I cherish those memories, but when I think about it, I don't care if you told them about our homemade desserts, or about my philosophy on setting a simple table—I hope you just said, “It was my home, and I loved being there.”

I've spent a lot of time in my life not knowing. Not knowing if it will rain when I've planned our after-church picnic, or not
remembering the friend of a friend's name I've met several times. These things don't bother me too much because I know there are solutions out there somewhere. Like factual responses, answered by watching the Weather Channel or apologetically asking your friend's friend his name once again.

The big unknowns are what keep me from my peace. Taunting me, like a snotty girl at recess: “Where's your daughter?” “What really happened to your son?”

I replay, without will, the months before William's death. The endless hours trying to get him to eat, the helplessness when he continued to lose weight and the horrifying moments when his body would inexplicably stiffen. And then, finally, the time it never ended and I realized once I left him at the hospital that he was gone forever.

Our day before was perfect.
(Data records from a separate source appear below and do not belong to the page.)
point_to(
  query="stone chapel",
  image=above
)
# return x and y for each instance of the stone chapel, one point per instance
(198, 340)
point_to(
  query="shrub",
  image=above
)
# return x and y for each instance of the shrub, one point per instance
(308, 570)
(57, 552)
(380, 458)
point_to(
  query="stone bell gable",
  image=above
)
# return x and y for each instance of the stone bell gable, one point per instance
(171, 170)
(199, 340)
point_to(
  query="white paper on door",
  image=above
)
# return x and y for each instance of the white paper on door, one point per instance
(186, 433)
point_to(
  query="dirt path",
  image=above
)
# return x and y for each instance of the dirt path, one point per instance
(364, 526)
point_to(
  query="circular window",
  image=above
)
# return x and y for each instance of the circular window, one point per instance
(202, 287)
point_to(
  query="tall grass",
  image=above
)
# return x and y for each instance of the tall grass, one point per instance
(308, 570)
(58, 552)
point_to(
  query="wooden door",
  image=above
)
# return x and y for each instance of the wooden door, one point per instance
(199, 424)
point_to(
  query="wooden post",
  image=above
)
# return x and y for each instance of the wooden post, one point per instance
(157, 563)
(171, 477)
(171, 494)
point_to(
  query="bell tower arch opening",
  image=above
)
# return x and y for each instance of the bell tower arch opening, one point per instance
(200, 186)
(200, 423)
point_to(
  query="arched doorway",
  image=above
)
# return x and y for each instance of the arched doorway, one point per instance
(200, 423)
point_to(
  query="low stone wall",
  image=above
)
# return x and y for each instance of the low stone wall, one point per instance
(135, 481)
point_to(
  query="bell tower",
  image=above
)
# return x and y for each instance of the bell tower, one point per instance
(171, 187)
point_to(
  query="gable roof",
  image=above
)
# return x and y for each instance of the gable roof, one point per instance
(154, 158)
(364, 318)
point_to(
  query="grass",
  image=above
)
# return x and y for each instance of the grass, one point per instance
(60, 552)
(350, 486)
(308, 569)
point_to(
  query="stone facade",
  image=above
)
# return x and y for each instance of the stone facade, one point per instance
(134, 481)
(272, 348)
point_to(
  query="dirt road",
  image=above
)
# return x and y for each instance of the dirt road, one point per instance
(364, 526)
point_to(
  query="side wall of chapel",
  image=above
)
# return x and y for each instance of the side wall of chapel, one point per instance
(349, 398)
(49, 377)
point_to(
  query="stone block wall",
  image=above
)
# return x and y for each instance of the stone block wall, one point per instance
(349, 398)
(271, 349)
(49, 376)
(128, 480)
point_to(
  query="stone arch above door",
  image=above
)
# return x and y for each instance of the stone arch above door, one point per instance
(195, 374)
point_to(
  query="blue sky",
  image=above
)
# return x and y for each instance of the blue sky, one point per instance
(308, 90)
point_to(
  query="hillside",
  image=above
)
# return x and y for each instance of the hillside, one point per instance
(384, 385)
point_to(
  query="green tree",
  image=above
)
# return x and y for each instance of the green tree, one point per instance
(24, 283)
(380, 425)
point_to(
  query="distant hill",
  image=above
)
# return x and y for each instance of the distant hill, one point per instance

You walked Teddy through the park while I pushed William in his new stroller. Do you remember the one that had the paisley canopy so he wouldn't get too much sun? Every so often we'd stop and Paul would sing to William.

“The wheels on the bus go round and round, round and round, round and round.”
William had just learned to clap his hands.

After we walked home, I fixed William a bottle while you tried to teach Teddy how to shake for a treat. “Shake,” you'd say to him over and over while you held a Milk-Bone above his head.

Paul prepared his sermon in the study while I fed William. At first he acted hungry, sucking so hard formula drooled out of his mouth, pooling in the folds underneath his chin.

“Need another bib,” I yelled to you from the living room.

“Hungry, hungry hippo.” You poked his belly as you handed me a burp rag.

I'll never forget what I saw next. What you saw next.

William was no longer William. His pudgy face became hard and the thick formula leaking out of his mouth started to bubble.

“Get Daddy,” I shouted. “Get Daddy fast.”

By the time Paul ran into the living room, William's blue eyes had stopped moving, but his eyelids hadn't. They blinked—over, and over, and over again—until they didn't anymore.

When the paramedics took William away, I never imagined he wouldn't be returning.

That I wouldn't be returning.

My last perfect day, and the final day in our home I'd spend with you.

xoxoxo

After the meal, and after I had put in my self-imposed social time, I returned to my cell. I didn't want to watch my last bowl game on TV, or glance at the sales in the newspaper advertising Christmas presents I'd never buy. I just wanted to pull that gray, scratchy blanket over my head and go to sleep.

But I didn't. I couldn't. I had only a few more months to write to Sophie. For that reason and for that reason alone, I needed to keep breathing. I keep remembering things I need to teach her.